There are few things more satisfying than biting into a juicy, bloody burger — but what if said burger was made from plant-based protein instead of ground beef? A new revolution in vegan protein has begun, and it’s all about the burger. These plant-based proteins “bleed” and resemble actual beef more than any vegan products before. But why are we calling them “meat?” And why would someone who has eschewed eating meat want a product that so closely resembles the thing they’re trying to avoid?
Why Choose Plant based Protein?
Some health-conscious consumers have removed meat from their daily intake for purely dietary reasons. For them, these imitator products are welcomed with a fervor. Products like Impossible Foods’ Impossible Burger and Beyond Meat’s Beyond Burger so closely approximate a beef patty that herbivores can indulge in the very things they’ve had to give up. High cholesterol? Sink your teeth into a juicy Impossible Burger and you’ll barely know the difference. Suffering from an illness that benefits from a plant-based diet? Grill up a Beyond Burger when a meat craving strikes and feel satiated without the side effects.
But should those who have chosen the vegan lifestyle and do so for political reasons be seeking a product that acts like meat? Vegan protein in the form of beans is great — but a burger that “bleeds” seems like it’s copying a product that animal activist’s should be steering clear of. These burgers mimic the very thing that some vegans are adamantly opposed to — so is it better to stick to quinoa bowls and cauliflower cutlets than to attempt to consume a product that resembles all that they are opposed to?
Vegan Protein is the Food Revolution
Health issues aside, the Impossible Burger and Beyond Burger are revolutionizing the way we eat. It’s no secret that the meat industry is bad for the environment. Raising livestock for consumption requires a staggering amount of land, food, energy, and water and produces a significant amount of our greenhouse-gas emissions. And red meat is even worse. Beef and lamb are responsible for 10 to 40 times as many greenhouse gas emissions as most vegetables and grains, according to Scientific American.
So a burger that approximates meat without the detrimental side effects should be welcome on any restaurant’s menu and on the shelves of every grocery store. Take the Impossible Burger. Scientists, farmers, and chefs collaborated for five years to recreate the perfect beef burger without harming a single cow. By shunning cows in favor of all-natural ingredients like wheat, coconut oil, and potatoes, the Impossible Burger uses a fraction of the Earth’s natural resources. “Compared to cows, the Impossible Burger uses 95% less land, 74% less water, and creates 87% less greenhouse gas emissions. And it’s 100% free of hormones, antibiotics, and artificial ingredients,” according to Impossible Foods’ website. And the secret ingredient that makes the Impossible Burger stand out from its plant-based peers is a little things called heme. Heme, an iron-containing compound, makes meat smell, sizzle, bleed, and is the “magic ingredient” that makes this burger stand up to its carnivorous competition.
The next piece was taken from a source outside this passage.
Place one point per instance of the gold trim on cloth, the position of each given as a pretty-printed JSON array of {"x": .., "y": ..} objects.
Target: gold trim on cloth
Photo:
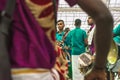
[{"x": 27, "y": 70}]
Impossible Burgers can be found at several restaurants around the country, but if you’re hankering for a home-cooked patty, look no further than the Beyond Burger. This revolutionary burger was the first plant-based product that looks, cooks, and satisfies like beef without the harmful repercussions, and at a fraction of the price of the Impossible Burger. This patty is made primarily from pea protein, with a “bleeding” element from beet juice.
So how do you feel about lab-made, realistic vegetarian burgers? Would you go veg for them or not?